Fiorenzo di Lorenzo (c. 1440 – 1522) was an Italian painter, of the Umbrian school. He lived and worked at Perugia, where most of his authentic works are still preserved in the Galleria Nazionale dell'Umbria.

Of his birth, death and pupilage, little is known: he may have been trained in the circles of Niccolò Alunno, Benedetto Bonfigli and Bartolomeo Caporali. Between 1463 and 1469, his name appears on the register of painters of Perugia. Documentary evidence shows that he was decemvir of Perugia and, In the same year, he entered into a contract to paint an altarpiece for the church of Santa Maria Nuova, the pentaptych of the Madonna and Saints. Fiorenzo is also known from a few signed works, including the Madonna of Della Midericordia (1476) and a niche with lunette, two wings and predella (1487). Other works which have been attributed to di Lorenzo include a Pietà with Saints Jerome and Leonard in San Pietro (1469), a Pieta above the door of the Sala di Fiorenzo in Perugia (1472 - now attributed to Pintoricchio), a fresco of Saints Romano and Rocco in the Church of San Francesco in Deruta (1477-8, now attributed to Perugino), an Annunciation fresco on the outside of the Portiuncula at Assisi (1486 - now attributed to Perugino or his workshop), and two frescoes in the church of Santa Maria di Monteluce (1491 and ca. 1499).

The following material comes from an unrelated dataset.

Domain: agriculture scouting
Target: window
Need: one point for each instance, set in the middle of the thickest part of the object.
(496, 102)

Renaissance art biographer Giorgio Vasari does not even mention Fiorenzo's name, though he probably refers to him when he says that Cristofano, Perugino's father, sent his son to be the shop drudge of a painter in Perugia, who was "no great master of his profession, but held in great veneration both the art and the men who were excellent therein." It is certain that the early works of both Perugino and Pinturicchio show certain mannerisms which point towards Fiorenzo's influence, if not to his direct teaching.

The list of fifty pictures which have been ascribed to Fiorenzo includes works of such widely varied character that the scholars' suggestions of the masters under whom Fiorenzo is supposed to have studied varies. Pisanello, Verrocchio, Benozzo Gozzoli, Antonio del Pollaiuolo, Benedetto Bonfigli, Andrea Mantegna, Francesco Squarcione, Filippo Lippi, Luca Signorelli and Domenico Ghirlandaio have all been suggested.

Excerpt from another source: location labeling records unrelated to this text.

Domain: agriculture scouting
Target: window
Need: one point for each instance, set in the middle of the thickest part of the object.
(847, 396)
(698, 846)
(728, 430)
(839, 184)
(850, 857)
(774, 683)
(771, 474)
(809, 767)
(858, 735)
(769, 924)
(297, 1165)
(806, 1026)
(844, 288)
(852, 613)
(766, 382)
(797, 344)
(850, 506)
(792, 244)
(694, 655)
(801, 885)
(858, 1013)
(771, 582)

According to the Encyclopædia Britannica Eleventh Edition (Konody 1911):

Fiorenzo's authentic works are remarkable for their sense of space and for the expression of that peculiar clear, soft atmosphere which is so marked a feature in the work of Perugino. But Fiorenzo has an intensity of feeling and a power of expressing character which are far removed from the somewhat affected grace of Perugino. Of the forty-five pictures bearing Fiorenzo's name in the Pinacoteca of Perugia, the eight charming St Bernardino panels are so different from his well-authenticated works, so Florentine in conception and movement, that the Perugian's authorship is very questionable.